Why? How it could be?

This was referring to an asterisked component of the tables, Years of Service in Table 1A, and WBC in Table 1B. This has been clarified in line 145: Years of service information was only available on N=5029/6947 non-AHR and N=418/539 AHR.

And Line 169: Complete blood count and differentials were also compared on available samples between 532/537 AHR and 6896/6947 non-AHR, Table 1B

Lines 160-161: Why the information: “AEC≥500cells/μL increased the risk of development of AHR by 94% (CI 1.31-2.88).” doesn’t appear in the Table2?

Table 2 is focused on Metabolic Risk Factors alone. We wanted to focus this analysis on Metabolic Syndrome biomarkers, and the CBC data was not complete on all individuals as explained above.

Lines 163-164: Link this conclusion “dyslipidemia and obesity were significant risk factors in development of AHR whereas hypertension or insulin resistance were not significant” to the variables quantified and the data presented in Table2.

Line 179 now reads: Similar to what was originally identified by t-test, dyslipidemia and obesity were significant risk factors in development of AHR whereas hypertension or insulin resistance were not significant. This also mirrors the subgroup analyses where the most significant contributors to MetSyn definition were from dyslipidemia and obesity.

Lines 167-170: Data corresponding to those sentences have to appear somewhere in a Table. We have now included this information in Table 2

Please mention please the significance of the acronyms the first time that you cite them in the text, even if you list the acronyms at the end of the article.

-       Line 24: WTC-AHR

-       Line 68: WTC-PM

-       Line 77: FDNY

-       Line 78: FEV1

-       Line 81: FDNY-WTCHP

-       Line 89: BDR and MCT

-       Line 94: BD

-       Line 97: NCEP ATP III

-       Line 154: WBC

-       Line 198: WTC-LI

Add WDR the first time that you cite the World Trade Center (in the abstract and at the line 65 in the introduction)

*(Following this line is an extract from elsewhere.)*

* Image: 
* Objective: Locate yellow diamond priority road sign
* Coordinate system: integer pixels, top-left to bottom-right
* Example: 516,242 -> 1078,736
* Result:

We have now uniformly edited the manuscript to include an explanation of the acronym when it is 1st mentioned and in the abbreviations list.

BD and BDR were both used in the text. I will suggest to use only one of the two everywhere in the text.

Agreed, and we have now uniformly used BDR throughout the manuscript.


Author Response File: Author Response.docx

Round 2

Reviewer 2 Report

A nice work was done to improve the manuscrit.